Conventional grounded antenna towers have mounted on the top, for example, a directional antenna array for radiating (radiating and radiator being used to indicate the radiating and/or receiving of electromagnetic signals) signals at selected relatively high frequencies with wave lengths, for example, on the order of 20, 15 and 10 meters and V.H.F. A coaxial cable from the radio equipment extends along the tower and is connected to the directional array. Sometimes plural cables may be connected to respective directional arrays adapted to selected respective frequencies.
A grounded antenna tower also may be fed an electrical signal and used in conjunction with additional equipment as the radiator for signals having lower frequencies than those to which directional arrays are adapted. Such additional equipment includes a gamma section and impedance matching circuitry. Such equipment, as is known, can adapt a relatively short antenna tower on the order of, for example, 5 meters to about 30 meters in height, for use on the amateur radio bands of 40 meters, 80 meters, or 160 meters, with each having frequencies in ranges of about 7-7.3 MHz., 3.5-4 MHz., and 1.8-2 MHz., respectively.

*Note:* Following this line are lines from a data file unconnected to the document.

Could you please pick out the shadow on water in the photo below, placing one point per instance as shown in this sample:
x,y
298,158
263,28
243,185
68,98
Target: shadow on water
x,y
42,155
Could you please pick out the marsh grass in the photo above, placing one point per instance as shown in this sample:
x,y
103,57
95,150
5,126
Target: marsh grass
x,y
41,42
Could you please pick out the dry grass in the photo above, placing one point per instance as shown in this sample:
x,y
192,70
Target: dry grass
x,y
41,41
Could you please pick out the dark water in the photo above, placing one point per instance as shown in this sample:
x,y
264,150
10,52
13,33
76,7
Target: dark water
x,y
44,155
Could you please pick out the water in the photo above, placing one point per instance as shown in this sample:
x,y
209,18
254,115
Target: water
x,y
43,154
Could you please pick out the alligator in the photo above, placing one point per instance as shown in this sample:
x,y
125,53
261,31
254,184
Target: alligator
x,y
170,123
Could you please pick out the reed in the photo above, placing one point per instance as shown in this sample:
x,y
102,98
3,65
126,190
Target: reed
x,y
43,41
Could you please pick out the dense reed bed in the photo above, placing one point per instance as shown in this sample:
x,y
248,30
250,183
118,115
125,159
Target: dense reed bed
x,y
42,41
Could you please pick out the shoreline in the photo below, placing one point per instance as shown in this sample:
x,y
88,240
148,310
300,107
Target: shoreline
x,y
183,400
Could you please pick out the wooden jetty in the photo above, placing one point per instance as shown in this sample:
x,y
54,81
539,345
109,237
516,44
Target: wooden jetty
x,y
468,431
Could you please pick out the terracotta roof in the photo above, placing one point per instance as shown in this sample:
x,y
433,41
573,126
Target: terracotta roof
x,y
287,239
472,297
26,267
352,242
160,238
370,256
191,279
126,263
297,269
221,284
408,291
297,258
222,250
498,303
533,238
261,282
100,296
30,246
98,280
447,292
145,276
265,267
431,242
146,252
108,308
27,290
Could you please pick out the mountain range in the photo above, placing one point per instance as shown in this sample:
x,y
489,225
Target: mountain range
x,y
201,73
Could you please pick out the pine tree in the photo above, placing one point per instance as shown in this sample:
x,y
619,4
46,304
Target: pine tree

By using such a gamma section and impedance matching circuitry to shunt feed an antenna tower and to thus convert the tower itself to a radiator, even though the tower height may be relatively small, the versatility of the tower is increased.

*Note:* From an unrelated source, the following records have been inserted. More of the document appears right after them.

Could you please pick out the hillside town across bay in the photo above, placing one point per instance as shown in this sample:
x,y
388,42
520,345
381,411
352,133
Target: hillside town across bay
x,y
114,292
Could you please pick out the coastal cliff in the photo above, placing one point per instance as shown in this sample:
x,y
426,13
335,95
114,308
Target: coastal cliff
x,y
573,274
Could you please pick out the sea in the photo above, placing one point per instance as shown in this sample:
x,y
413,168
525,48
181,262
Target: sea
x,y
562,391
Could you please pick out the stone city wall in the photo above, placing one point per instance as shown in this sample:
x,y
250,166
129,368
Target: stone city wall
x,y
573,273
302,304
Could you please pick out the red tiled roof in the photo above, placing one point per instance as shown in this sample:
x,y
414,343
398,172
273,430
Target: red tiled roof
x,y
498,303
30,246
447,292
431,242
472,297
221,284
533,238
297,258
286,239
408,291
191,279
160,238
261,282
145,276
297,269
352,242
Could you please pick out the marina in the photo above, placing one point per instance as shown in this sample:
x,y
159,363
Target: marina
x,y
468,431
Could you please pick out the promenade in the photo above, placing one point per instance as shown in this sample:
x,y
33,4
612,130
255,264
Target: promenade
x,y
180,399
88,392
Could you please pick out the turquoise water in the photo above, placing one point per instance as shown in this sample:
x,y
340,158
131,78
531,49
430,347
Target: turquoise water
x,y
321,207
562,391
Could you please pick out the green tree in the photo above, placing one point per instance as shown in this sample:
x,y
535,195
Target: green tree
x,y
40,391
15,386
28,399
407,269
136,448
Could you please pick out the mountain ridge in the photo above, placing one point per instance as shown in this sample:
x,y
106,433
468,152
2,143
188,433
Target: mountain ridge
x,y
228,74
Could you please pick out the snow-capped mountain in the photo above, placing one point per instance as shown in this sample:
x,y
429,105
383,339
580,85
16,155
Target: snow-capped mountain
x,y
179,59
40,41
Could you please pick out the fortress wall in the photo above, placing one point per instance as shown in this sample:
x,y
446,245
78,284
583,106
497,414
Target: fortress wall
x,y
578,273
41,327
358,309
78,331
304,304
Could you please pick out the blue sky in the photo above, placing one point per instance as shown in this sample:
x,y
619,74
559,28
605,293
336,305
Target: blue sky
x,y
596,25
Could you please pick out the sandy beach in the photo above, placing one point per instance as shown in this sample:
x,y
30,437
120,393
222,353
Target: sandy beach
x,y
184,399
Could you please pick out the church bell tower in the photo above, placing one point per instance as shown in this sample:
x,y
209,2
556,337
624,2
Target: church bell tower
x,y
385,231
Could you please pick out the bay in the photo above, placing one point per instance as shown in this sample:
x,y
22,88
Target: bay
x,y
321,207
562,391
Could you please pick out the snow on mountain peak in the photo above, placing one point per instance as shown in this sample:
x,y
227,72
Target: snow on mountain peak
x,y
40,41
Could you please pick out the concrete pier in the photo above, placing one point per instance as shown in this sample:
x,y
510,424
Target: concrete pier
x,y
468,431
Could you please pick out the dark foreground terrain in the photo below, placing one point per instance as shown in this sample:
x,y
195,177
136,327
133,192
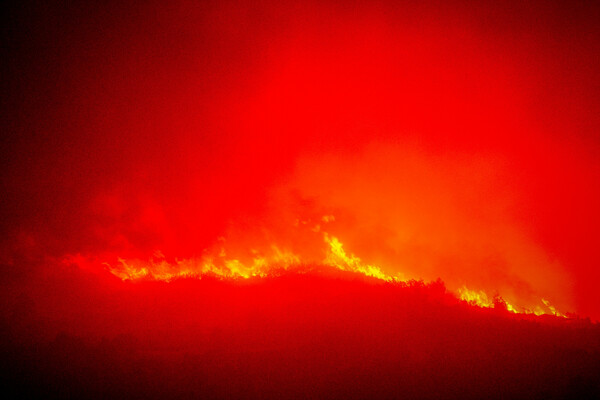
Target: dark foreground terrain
x,y
319,335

To shunt feed a tower so as to use the same as a radiator in the 40, 80 or 160 meter wave length bands, a gamma rod or gamma matching section, which may be simply an electrically conductive rod or wire, is mounted in substantially parallel relation to the tower spaced apart a relatively small distance therefrom. The bottom end of the gamma section is connected by impedance matching circuitry to the bottom of the tower, which is grounded, and to a coaxial cable from the radio equipment, which is generally located remotely from the antenna. In the past, the gamma section has been about 4 or 5 meters in length and has had its upper end electrically tied or connected to the tower at a height along the latter that was specifically adjusted for tuning purposes to obtain a signal strength of adequate value.

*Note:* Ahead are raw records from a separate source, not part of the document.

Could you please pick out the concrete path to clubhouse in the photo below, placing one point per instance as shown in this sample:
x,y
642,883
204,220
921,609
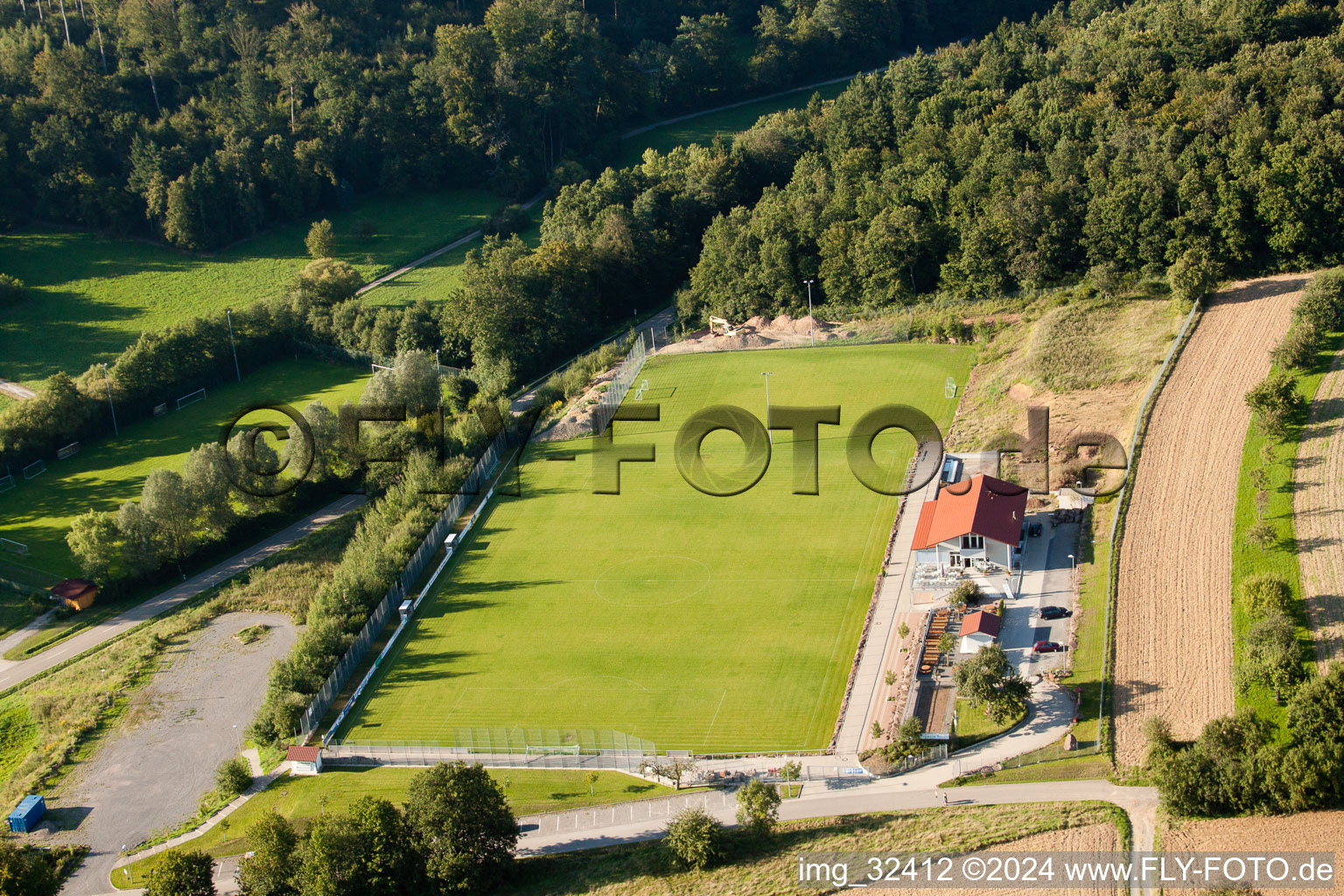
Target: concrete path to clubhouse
x,y
17,670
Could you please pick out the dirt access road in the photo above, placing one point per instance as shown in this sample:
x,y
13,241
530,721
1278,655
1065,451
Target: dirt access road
x,y
159,762
1173,629
1319,514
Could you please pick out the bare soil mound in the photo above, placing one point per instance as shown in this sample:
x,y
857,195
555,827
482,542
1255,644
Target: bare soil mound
x,y
1173,629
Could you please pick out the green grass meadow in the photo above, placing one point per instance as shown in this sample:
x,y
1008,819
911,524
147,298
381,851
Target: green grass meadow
x,y
707,624
704,130
93,296
38,512
1280,555
300,800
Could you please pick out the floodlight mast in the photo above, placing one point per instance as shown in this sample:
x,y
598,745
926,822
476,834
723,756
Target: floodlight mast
x,y
812,321
766,375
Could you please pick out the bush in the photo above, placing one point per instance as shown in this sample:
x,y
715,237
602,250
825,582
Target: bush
x,y
507,222
695,838
233,777
1321,305
1298,346
330,280
1274,402
965,592
11,290
321,240
1266,592
759,806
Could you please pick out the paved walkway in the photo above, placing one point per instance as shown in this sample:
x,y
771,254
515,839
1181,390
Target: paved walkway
x,y
17,672
17,637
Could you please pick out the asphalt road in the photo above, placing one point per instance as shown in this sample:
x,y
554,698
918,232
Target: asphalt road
x,y
15,672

The purpose of the impedance matching circuitry, such as conventional gamma matching or omega matching circuitry, was to provide about 120 to about 500 pf. capacitance to match the shunt fed radiator with the impedance of coaxial cable coupling the same to the radio equipment. Such coaxial cable typically has an impedance on the order of about 50 ohms. When shunt feeding an antenna tower, it is desirable that the standing wave ratio (SWR) be as close to 1 as possible. Conventional impedance matching circuitry generally can be adjusted with an SWR meter connected in series therewith to obtain such condition.
To the best knowledge of the applicant, in the past, the shunt feeding of an antenna tower was provided to enable the tower as an effective radiator only in a single one of the 40, 80, or 160 meter wave length bands. In one instance, though, the antenna tower was shunt fed with a single gamma section to enable the tower as a radiator in both the 40 and 80 meter bands, but in that instance it was necessary to adjust the height of the upper tie point of the gamma section to the tower in dependence on the particular wave length being utilized. Moreover, in another instance that a shunt fed tower was enabled as a radiator in more than one of the 40, 80 and 160 meter bands, a separate gamma section and impedance matching circuit was used for each respective band.
It would be desirable to be able to utilize a single shunt feed mechanism, i.e. with only a single gamma section and a single impedance matching circuit, to enable an antenna tower as effective radiator in plural wave length bands, such as, for example, the 40 and 80 meter bands or the 80 and 160 meter bands. Moreover, it would be desirable to be able to use a single shunt feed mechanism to enable a single antenna tower as an effective radiator for all three of those bands. Further, it would be desirable to accomplish the foregoing without having to adjust the upper tie point of the gamma section to the antenna tower.